REAL ESTATE The Main Thing gets 5.5/10

Real Estate

The Main Thing


Real Estate have broken big over the last few years, their chill jangle pop sound now at the forefront of mainstream alternative rock. Latest effort The Main Thing is as squeaky clean as expected, but sees the band more toothless than ever.

This is a perfectly acceptable album on the face of it, with all requisite pieces in place. The guitars chime like they need to and occasionally throw out a riff. Frontman Martin Courtney’s vocals are as plaintive and echoey as ever, and each song has a melodic phrase or two that it repeats enough times to meet requirements.

Unfortunately, the whole is certainly not the greater of its parts, as they come together to form a series of tedious tunes. The two strongest contributions are the singles: The Main Thing has a genuinely catchy chorus, while Paper Cup (featuring Grammy nominated synth-pop outfit Sylvan Esso) is a meticulously constructed pop rock number edging closer to disco than we’ve heard from Real Estate previously, that should get some decent airplay. With its more overt instrumentation such as string stabs and an overdriven guitar riff, it’s the biggest statement on the album.

Of the deep cuts, memorable moments are slim pickings. Shallow Sun has some cool instrumentation, even if the sad/happy dynamic between verse and chorus is unconvincing. Silent World is effective, with a propulsive rhythm and build accentuated with a few tasty snatches of slide guitar.

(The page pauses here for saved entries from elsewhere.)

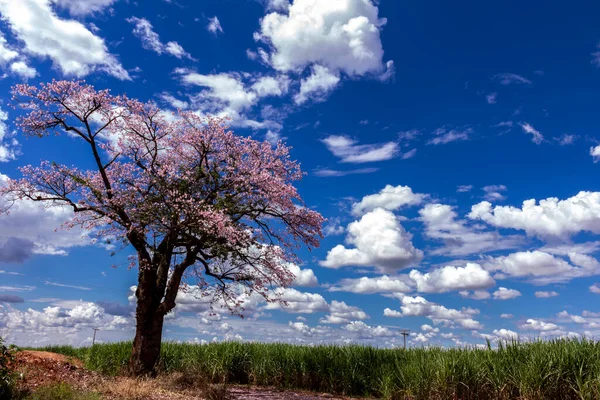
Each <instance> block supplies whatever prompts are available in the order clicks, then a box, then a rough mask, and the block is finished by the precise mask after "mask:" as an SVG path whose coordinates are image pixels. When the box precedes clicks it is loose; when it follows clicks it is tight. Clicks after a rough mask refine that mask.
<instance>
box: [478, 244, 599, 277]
mask: <svg viewBox="0 0 600 400" xmlns="http://www.w3.org/2000/svg"><path fill="white" fill-rule="evenodd" d="M569 258H570V260H571V262H572V263H573V264H574V265H571V264H570V263H568V262H567V261H565V260H563V259H562V258H559V257H555V256H553V255H552V254H549V253H546V252H543V251H539V250H535V251H521V252H517V253H512V254H509V255H508V256H500V257H496V258H492V257H489V258H488V259H487V261H486V262H485V263H484V267H485V268H486V269H487V270H488V271H499V274H498V275H497V276H496V278H505V277H512V278H527V279H528V280H529V281H531V282H533V283H535V284H548V283H563V282H568V281H570V280H571V279H574V278H581V277H587V276H594V275H598V274H600V263H599V262H598V261H597V260H596V259H594V258H592V257H590V256H588V255H585V254H579V253H570V254H569Z"/></svg>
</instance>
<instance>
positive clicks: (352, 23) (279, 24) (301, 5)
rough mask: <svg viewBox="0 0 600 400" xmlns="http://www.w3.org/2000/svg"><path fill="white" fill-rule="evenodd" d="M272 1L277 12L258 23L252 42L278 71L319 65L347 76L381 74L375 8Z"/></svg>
mask: <svg viewBox="0 0 600 400" xmlns="http://www.w3.org/2000/svg"><path fill="white" fill-rule="evenodd" d="M279 3H283V2H271V3H270V4H271V5H277V9H278V10H279V11H280V12H273V13H270V14H268V15H266V16H265V17H264V18H263V19H262V20H261V21H260V31H259V32H257V34H256V35H255V36H256V38H257V39H258V40H260V41H262V42H264V43H266V44H267V45H268V46H269V48H270V53H269V54H268V61H269V63H270V64H271V65H272V66H273V67H274V68H276V69H277V70H280V71H301V70H303V69H305V68H306V67H309V66H313V65H320V66H323V67H326V68H327V69H329V70H331V71H332V72H334V73H337V72H344V73H346V74H348V75H350V76H362V75H365V74H370V73H375V74H379V73H382V72H383V71H385V68H386V67H385V65H384V64H383V47H382V45H381V39H380V36H379V35H380V29H381V27H383V25H384V24H385V20H384V19H379V17H378V13H379V10H378V8H377V7H376V6H375V5H374V4H373V3H372V2H371V1H370V0H342V1H336V2H323V1H319V0H294V2H293V4H291V5H289V7H285V4H279Z"/></svg>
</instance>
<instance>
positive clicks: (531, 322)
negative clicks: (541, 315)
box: [521, 318, 559, 331]
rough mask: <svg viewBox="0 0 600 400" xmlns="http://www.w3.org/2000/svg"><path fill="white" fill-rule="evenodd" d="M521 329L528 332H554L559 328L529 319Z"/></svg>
mask: <svg viewBox="0 0 600 400" xmlns="http://www.w3.org/2000/svg"><path fill="white" fill-rule="evenodd" d="M521 329H525V330H528V331H555V330H558V329H559V326H558V325H556V324H553V323H550V322H544V321H540V320H537V319H533V318H529V319H528V320H527V322H526V323H524V324H521Z"/></svg>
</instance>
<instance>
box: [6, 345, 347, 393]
mask: <svg viewBox="0 0 600 400" xmlns="http://www.w3.org/2000/svg"><path fill="white" fill-rule="evenodd" d="M13 369H14V370H15V371H16V372H17V374H19V376H20V378H19V380H18V386H19V388H20V389H22V390H29V391H35V389H37V388H39V387H42V386H47V385H51V384H55V383H59V382H65V383H68V384H69V385H71V386H73V387H74V388H77V389H79V390H82V391H92V392H97V393H100V394H101V395H102V398H103V399H108V400H113V399H114V400H118V399H121V400H130V399H135V400H142V399H143V400H175V399H177V400H192V399H203V398H206V397H205V396H203V394H202V391H199V390H194V389H184V390H179V389H177V388H176V387H173V385H172V384H169V383H168V382H169V381H172V379H169V378H170V377H168V376H167V377H162V378H157V379H155V380H138V379H131V378H126V377H116V378H111V377H106V376H102V375H101V374H98V373H96V372H93V371H88V370H86V369H85V368H84V367H83V363H82V362H81V361H80V360H78V359H75V358H73V357H67V356H63V355H61V354H55V353H49V352H45V351H30V350H25V351H20V352H18V353H17V354H16V355H15V363H14V365H13ZM203 390H206V389H203ZM219 392H222V395H221V396H218V398H222V399H223V400H242V399H243V400H323V399H330V400H351V399H350V398H348V397H336V396H332V395H327V394H318V393H310V392H291V391H280V390H278V389H276V388H275V389H274V388H256V387H248V386H235V385H232V386H227V387H226V388H225V390H224V391H222V390H219ZM212 398H215V397H212Z"/></svg>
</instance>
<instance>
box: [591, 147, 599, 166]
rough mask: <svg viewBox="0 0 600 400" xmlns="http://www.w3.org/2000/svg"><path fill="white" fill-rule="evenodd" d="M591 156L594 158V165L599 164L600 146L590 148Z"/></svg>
mask: <svg viewBox="0 0 600 400" xmlns="http://www.w3.org/2000/svg"><path fill="white" fill-rule="evenodd" d="M590 156H592V159H593V160H594V163H598V162H599V161H600V145H598V146H593V147H590Z"/></svg>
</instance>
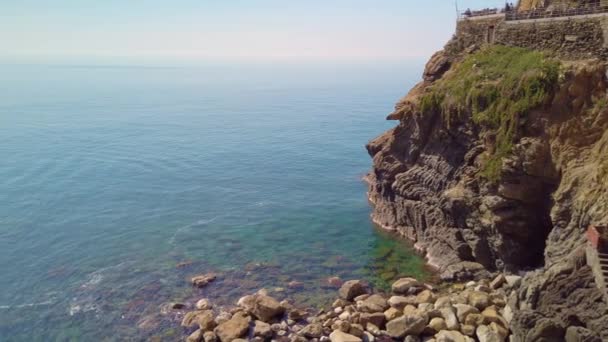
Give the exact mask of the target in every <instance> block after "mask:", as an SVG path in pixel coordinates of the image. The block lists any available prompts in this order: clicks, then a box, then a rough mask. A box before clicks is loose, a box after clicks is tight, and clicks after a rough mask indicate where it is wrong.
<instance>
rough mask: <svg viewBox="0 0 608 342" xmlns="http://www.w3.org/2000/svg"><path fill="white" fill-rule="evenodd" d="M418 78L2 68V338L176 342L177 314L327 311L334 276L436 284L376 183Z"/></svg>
mask: <svg viewBox="0 0 608 342" xmlns="http://www.w3.org/2000/svg"><path fill="white" fill-rule="evenodd" d="M419 70H421V68H420V65H419V63H407V62H404V63H401V64H384V65H341V66H335V65H321V64H317V65H296V64H291V65H288V64H279V65H263V64H249V65H230V64H225V65H206V66H190V67H129V66H87V65H73V66H57V65H55V66H31V65H21V66H17V65H6V66H2V67H0V85H1V87H0V89H2V91H1V92H0V157H1V160H2V162H1V163H0V194H1V196H2V197H1V198H2V201H1V202H2V205H1V206H0V260H2V263H1V264H0V274H1V275H2V276H1V277H0V336H2V338H0V339H1V340H9V341H11V340H15V341H20V340H25V339H27V340H30V341H37V340H40V341H49V340H59V341H67V340H93V339H95V340H100V339H101V340H138V339H144V338H148V337H151V336H162V337H163V338H164V339H166V340H174V339H176V338H177V336H179V335H180V334H182V333H183V331H181V330H180V329H181V328H178V324H177V322H178V321H179V317H178V315H176V313H175V312H172V311H170V310H169V311H168V310H166V307H165V306H166V303H168V302H172V301H185V302H186V303H188V304H190V303H191V302H192V301H193V300H195V299H196V298H198V297H200V296H209V297H211V298H212V299H213V300H214V301H217V302H218V303H220V304H221V303H225V304H229V303H232V302H234V301H235V300H236V299H237V298H238V297H239V296H240V295H242V294H244V293H247V292H251V291H255V290H256V289H259V288H261V287H266V288H269V289H273V288H275V287H283V288H286V290H285V291H284V292H278V293H277V294H276V295H277V296H283V297H285V296H287V297H290V298H292V300H295V301H296V302H298V303H301V304H302V305H304V304H305V305H318V304H319V303H322V302H323V301H324V300H327V299H328V298H330V296H333V295H334V294H335V289H334V288H331V287H329V286H327V282H326V279H327V278H328V277H330V276H339V277H342V278H343V279H348V278H365V279H367V280H369V281H370V282H372V283H373V284H375V285H377V286H378V287H382V286H384V285H385V283H386V281H388V280H390V279H392V278H394V277H396V276H398V275H406V274H410V275H411V274H413V275H422V274H423V273H424V270H423V266H422V261H421V260H420V258H419V257H417V256H415V255H414V254H413V253H412V251H411V249H410V247H409V246H407V245H406V244H404V243H402V242H399V241H395V240H393V239H391V238H390V237H389V236H387V235H385V234H383V233H381V232H379V231H378V230H377V229H375V228H374V227H373V226H372V224H371V223H370V220H369V211H370V209H369V205H368V202H367V200H366V197H365V191H366V186H365V184H364V183H363V182H362V181H361V177H362V176H363V175H364V174H365V173H366V172H367V170H368V169H369V168H370V159H369V157H368V156H367V154H366V151H365V149H364V144H365V143H366V142H367V141H368V140H369V139H370V138H373V137H375V136H376V135H378V134H379V133H381V132H382V131H384V130H386V129H388V128H390V127H391V126H393V125H394V123H391V122H386V121H385V120H384V116H385V115H386V114H387V113H388V112H390V111H391V109H392V105H393V103H394V102H395V101H396V99H398V98H399V97H400V96H401V95H402V94H403V93H405V92H406V91H407V89H408V88H409V87H410V86H411V85H412V84H413V83H414V82H415V81H416V80H417V79H418V78H419ZM180 263H182V266H183V267H177V265H178V264H180ZM211 271H213V272H217V273H218V274H219V278H218V281H217V282H216V283H214V284H212V285H211V286H209V287H208V288H206V289H204V290H198V289H192V288H191V286H190V285H189V283H188V279H189V277H191V276H193V275H196V274H200V273H206V272H211ZM290 281H298V282H302V284H303V286H302V287H300V288H297V289H291V288H288V286H287V284H288V283H289V282H290Z"/></svg>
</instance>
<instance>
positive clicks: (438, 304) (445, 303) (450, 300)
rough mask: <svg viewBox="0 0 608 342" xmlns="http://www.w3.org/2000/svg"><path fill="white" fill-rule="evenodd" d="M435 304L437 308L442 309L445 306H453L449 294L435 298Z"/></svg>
mask: <svg viewBox="0 0 608 342" xmlns="http://www.w3.org/2000/svg"><path fill="white" fill-rule="evenodd" d="M434 306H435V309H440V308H443V307H451V306H452V300H451V299H450V297H448V296H442V297H439V298H437V300H435V304H434Z"/></svg>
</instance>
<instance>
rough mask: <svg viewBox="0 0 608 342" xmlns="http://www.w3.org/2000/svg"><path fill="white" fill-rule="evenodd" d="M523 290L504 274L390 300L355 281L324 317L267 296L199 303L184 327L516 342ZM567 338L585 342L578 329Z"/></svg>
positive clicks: (453, 285) (233, 340)
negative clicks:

The rest of the songs feel barely there. The lazy and underwritten vocal melodies are the biggest culprit, hardly extending beyond a verse on several tracks. The instrumentation doesn’t help, too intentionally unobtrusive and middle-of-the-road to save these songs. Opener Friday for instance has a smooth bassline that recalls Moon Safari era Air, but the band doesn’t commit to it strongly enough and, when paired with its simple and repetitive vocal melody, the tune achieves nothing across its five minutes. Likewise, Also A But has a looping guitar riff that has potential, but is squandered on a song that goes nowhere. Gone is minimalist and lazy, with repetitive verses and a flaccid instrumental break that dissipates in seconds. You, November and Falling Down are similar by-the-numbers tracks, the latter particularly frustrating given its weak whispery vocal and lack of atmosphere. It’s unclear whether the track is meant to be positive or wistful. Instead, it just sounds sterile.

This is a disappointing album by a band that is resting on its laurels. On 2014’s Atlas, Real Estate managed to deliver a solid set of atmospheric tracks with hooks to spare. Unfortunately they’ve retained the mood but not the substance, leaving us with an album of indie elevator music.